In the years before Leah had her own installation, she had been recommending heat pumps to people because of their efficiency. It made sense: her customers at whole-house renewables company, Your Energy Your Way, were primarily concerned about their environmental impact; the main reason behind the growing interest in the technology is how sustainable they are. But now, she says, she sells people on just how comfortable they are.
That’s not to say they’re inefficient – just the opposite. Current models are between 3-5 times more energy efficient than gas boilers, according to the International Energy Agency. If you are concerned about energy efficiency then they can be a dramatic way to cut the amount of power that your house uses.
Heat pumps are fundamentally more efficient for a fairly simple reason. Unlike a traditional boiler, they aren’t forced to generate heat, they just move it; if your house is too cold, then they bring heat in from the outside, and if it is too hot then it does just the opposite. It is a straightforward theory, but one that brings a profound change in both the efficiency and feel of your house.

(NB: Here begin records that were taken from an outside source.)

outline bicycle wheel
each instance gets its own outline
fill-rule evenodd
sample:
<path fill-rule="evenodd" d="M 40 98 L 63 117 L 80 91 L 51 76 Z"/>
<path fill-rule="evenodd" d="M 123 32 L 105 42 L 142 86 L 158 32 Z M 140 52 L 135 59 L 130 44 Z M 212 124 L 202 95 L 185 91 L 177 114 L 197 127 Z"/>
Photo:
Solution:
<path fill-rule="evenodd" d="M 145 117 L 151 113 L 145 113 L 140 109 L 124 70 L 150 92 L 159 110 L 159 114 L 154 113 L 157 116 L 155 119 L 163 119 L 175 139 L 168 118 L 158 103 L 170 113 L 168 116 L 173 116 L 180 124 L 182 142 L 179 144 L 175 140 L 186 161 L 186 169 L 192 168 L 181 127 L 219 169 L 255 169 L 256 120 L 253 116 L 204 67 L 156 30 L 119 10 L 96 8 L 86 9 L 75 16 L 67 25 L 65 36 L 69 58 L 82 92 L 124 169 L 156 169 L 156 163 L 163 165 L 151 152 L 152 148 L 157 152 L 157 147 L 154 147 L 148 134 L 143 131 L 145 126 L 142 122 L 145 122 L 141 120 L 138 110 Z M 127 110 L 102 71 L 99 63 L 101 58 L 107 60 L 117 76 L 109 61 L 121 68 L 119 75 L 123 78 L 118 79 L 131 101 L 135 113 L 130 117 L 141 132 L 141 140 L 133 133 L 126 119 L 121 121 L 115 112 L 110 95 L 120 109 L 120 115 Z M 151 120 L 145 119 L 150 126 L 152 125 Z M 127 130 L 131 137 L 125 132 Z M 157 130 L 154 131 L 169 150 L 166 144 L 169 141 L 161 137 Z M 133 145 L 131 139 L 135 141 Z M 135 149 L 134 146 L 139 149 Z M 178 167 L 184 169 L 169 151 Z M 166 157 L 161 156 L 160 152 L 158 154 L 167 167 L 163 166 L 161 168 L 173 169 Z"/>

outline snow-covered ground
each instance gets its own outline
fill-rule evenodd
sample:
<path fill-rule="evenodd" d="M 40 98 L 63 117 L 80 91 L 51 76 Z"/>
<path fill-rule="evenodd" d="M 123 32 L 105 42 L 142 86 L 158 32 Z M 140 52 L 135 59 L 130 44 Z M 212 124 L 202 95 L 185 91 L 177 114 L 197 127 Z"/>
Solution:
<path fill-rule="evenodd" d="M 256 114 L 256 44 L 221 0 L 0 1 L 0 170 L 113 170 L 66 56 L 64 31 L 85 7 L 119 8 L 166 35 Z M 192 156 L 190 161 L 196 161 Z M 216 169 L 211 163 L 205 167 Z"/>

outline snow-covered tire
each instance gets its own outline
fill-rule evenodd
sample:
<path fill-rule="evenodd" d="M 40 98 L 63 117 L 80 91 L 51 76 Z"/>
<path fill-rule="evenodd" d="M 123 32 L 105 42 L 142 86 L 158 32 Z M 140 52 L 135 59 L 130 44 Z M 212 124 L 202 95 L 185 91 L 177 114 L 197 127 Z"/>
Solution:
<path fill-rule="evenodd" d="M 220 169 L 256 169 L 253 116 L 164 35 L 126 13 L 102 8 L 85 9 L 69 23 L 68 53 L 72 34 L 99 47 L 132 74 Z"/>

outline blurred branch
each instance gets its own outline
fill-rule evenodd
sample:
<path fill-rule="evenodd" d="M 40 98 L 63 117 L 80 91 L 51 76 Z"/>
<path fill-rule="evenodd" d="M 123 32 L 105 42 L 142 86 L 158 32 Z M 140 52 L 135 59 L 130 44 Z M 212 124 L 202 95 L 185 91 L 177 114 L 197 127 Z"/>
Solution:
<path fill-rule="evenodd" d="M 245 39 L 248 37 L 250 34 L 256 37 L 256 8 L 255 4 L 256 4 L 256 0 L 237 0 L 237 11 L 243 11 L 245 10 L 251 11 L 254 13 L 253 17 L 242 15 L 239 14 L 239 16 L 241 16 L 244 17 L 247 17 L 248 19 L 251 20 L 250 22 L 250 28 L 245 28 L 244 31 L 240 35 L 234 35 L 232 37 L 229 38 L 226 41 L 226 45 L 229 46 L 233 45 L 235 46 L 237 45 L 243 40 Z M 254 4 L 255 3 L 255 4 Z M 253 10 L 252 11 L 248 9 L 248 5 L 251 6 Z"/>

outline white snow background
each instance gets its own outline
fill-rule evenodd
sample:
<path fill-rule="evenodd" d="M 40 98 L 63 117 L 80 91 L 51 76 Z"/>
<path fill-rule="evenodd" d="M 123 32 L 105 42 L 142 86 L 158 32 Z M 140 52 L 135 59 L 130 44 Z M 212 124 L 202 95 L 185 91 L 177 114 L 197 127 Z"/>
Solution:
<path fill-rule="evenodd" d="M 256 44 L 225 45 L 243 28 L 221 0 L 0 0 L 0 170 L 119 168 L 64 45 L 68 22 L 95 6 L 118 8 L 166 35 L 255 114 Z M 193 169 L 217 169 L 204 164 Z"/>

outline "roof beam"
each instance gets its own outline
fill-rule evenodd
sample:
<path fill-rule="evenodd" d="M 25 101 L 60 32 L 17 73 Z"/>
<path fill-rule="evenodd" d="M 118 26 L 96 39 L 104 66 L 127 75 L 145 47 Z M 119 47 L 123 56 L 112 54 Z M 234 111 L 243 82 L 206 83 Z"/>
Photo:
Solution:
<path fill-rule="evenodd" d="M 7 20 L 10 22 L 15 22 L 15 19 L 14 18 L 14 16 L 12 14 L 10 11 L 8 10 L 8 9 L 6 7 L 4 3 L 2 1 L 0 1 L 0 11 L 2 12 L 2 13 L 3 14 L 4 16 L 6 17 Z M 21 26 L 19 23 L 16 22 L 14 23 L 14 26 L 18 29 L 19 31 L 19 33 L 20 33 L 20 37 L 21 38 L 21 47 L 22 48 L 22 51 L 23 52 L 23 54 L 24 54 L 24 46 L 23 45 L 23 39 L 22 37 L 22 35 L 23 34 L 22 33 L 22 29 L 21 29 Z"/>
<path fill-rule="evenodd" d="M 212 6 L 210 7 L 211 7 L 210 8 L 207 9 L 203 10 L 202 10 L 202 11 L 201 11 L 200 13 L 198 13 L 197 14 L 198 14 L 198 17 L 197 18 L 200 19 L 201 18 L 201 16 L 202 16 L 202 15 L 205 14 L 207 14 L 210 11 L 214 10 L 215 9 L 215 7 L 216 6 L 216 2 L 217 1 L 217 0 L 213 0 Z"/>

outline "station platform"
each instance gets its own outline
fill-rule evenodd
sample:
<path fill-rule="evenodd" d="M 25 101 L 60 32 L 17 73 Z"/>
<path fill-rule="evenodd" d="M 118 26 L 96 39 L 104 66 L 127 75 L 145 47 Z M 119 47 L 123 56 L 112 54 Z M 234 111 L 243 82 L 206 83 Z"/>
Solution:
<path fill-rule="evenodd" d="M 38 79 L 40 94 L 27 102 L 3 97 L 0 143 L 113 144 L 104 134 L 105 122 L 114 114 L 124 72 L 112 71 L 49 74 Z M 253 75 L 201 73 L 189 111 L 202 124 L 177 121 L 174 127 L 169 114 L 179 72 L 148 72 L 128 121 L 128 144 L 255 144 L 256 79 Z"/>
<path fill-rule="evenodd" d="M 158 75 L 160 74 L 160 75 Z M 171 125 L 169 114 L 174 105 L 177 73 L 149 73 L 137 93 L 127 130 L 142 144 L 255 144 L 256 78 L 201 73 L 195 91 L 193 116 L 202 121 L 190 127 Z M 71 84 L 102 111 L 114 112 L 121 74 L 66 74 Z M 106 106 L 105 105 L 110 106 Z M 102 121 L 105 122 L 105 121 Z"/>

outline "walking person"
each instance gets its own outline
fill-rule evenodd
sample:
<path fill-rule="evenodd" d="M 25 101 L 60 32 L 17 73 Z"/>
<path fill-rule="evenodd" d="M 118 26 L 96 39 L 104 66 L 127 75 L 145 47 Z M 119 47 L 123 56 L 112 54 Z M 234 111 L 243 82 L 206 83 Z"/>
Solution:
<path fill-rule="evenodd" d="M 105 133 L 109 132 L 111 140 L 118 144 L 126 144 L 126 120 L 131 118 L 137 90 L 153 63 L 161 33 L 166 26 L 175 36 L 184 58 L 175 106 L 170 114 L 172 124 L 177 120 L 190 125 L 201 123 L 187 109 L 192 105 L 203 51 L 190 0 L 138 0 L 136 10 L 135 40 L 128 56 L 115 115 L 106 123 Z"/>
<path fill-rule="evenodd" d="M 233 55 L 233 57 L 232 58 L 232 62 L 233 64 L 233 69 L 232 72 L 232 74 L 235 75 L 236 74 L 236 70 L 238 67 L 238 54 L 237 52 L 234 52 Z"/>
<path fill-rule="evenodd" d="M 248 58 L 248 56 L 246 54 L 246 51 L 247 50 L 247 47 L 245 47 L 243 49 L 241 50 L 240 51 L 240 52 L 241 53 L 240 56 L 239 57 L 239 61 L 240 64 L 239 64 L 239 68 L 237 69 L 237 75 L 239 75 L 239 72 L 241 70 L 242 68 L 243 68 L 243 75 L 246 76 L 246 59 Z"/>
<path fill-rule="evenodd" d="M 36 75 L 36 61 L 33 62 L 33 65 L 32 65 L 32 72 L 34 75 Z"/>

There are some drawbacks, she notes. The fact that heat pumps run constantly, rather than just when they are needed, mean that their fans are always whirring around. That sound – which she likens to the steady grumble of a fridge – is not loud but might be off-putting if the unit were next to a bedroom. For those worried about the sound, Nesta, the innovation charity, runs a “visit a heat pump” scheme where people can go and listen to both the sound of the heat pump as well as the experiences of their owners.
The installation can also be a little disruptive, for a little while. For a week or two, you’ll have people moving through the house, and not just to the heat pump: installation requires a few other changes, such as often adding or moving hot water cylinders, which might need access to other parts of the house.
As with other parts of the process, that is likely to change in the years to come. New technologies will make the initial survey easier for installers, she hopes. And at the moment services can be expensive – not because of the complexity, but because the rareness of heat pumps mean that those able to do those services will probably have to come from further away.
Already, however, the installation is not complicated: you find the spot, which is possible even in older houses built before central heating, get the equipment installed and then let it get to work. You might even find that it makes life a little simpler in other ways, too.
“You’re not having battles in the house about whether you’ve got the heating on enough or not,” she says. “You just set it to a temperature and it just keeps it there – that’s the most efficient way to run a heat pump, and the most comfortable.”